I can’t tell you how excited I am that my name is on this NIST document. I was working with my wonderful friend Tarik without knowing that this is what it would turn in to. Now let’s talk about it…
The abstract for the document : This publication explains selected security challenges involving Infrastructure as a Service (IaaS) cloud computing technologies and geolocation. It then describes a proof of concept implementation that was designed to address those challenges. The publication provides sufficient details about the proof of concept implementation so that organizations can reproduce it if desired. The publication is intended to be a blueprint or template that can be used by the general security community to validate and implement the described proof of concept implementation.
Why am I so grateful to have my name attached to this document? Because it is implementing additional security measures that encourage the fact that security in the cloud is possible and not in the old fashion sense of the word. In the physical world security meant a lot of things and yes we didn’t need geolocation because everything was physical… but then virtualization came in to our life. Now the capabilities are almost endless. Then everyone started getting nervous because we weren’t looking at servers with applications… we were looking at servers that held multiple applications and within minutes those applications could be states away… scary!
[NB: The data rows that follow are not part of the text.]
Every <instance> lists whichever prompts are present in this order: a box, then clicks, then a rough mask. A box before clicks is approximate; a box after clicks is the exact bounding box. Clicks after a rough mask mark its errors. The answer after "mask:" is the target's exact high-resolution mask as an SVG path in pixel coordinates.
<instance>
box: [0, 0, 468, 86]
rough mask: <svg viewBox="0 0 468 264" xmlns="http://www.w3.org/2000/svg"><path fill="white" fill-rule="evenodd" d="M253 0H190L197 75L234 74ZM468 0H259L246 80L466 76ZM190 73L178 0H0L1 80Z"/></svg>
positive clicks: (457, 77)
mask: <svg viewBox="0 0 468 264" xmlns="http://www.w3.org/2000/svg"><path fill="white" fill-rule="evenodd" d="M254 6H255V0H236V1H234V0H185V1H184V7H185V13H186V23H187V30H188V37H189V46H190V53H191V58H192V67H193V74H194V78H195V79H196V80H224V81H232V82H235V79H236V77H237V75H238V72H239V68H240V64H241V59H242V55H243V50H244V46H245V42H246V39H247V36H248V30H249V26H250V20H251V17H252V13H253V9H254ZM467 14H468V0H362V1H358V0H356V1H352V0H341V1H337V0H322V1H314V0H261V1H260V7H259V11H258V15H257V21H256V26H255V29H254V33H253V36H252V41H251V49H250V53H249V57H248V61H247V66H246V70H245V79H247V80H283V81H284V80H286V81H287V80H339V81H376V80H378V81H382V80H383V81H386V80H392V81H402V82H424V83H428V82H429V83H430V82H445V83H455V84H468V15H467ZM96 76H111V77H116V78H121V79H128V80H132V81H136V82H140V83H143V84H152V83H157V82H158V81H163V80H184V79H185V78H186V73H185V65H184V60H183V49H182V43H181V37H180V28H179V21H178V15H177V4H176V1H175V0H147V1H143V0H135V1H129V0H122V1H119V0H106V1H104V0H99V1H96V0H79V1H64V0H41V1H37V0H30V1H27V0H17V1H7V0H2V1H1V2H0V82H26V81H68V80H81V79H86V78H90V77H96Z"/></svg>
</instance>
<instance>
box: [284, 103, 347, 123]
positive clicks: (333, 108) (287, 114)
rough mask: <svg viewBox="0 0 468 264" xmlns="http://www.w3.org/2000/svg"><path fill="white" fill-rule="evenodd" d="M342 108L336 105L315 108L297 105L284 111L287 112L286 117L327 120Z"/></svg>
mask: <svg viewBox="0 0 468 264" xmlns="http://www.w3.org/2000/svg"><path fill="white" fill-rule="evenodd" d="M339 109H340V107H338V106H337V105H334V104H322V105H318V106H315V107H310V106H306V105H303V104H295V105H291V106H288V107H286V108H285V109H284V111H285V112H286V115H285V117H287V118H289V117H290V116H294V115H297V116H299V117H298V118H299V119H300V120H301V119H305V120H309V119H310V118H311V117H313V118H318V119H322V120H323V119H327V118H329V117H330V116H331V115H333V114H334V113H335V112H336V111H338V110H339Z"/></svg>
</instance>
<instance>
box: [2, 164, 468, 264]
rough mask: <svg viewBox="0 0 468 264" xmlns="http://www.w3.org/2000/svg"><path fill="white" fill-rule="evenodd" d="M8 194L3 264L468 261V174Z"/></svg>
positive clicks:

Using this NIST report as guidance within your data center allows you to “use trusted geolocation for deploying and migrating cloud workloads between cloud servers within a cloud”. Using the Intel TXT capabilities and RSA Archer obviously gives you the trust and visibility into the capability. You can’t ignore the fact that this capability is changing the “fear of the cloud” landscape. I thank NIST for taking this step. I thank them for realizing that taking the first step is all it takes. You have to read this document, it shows you that security in the cloud is possible… what is better than that?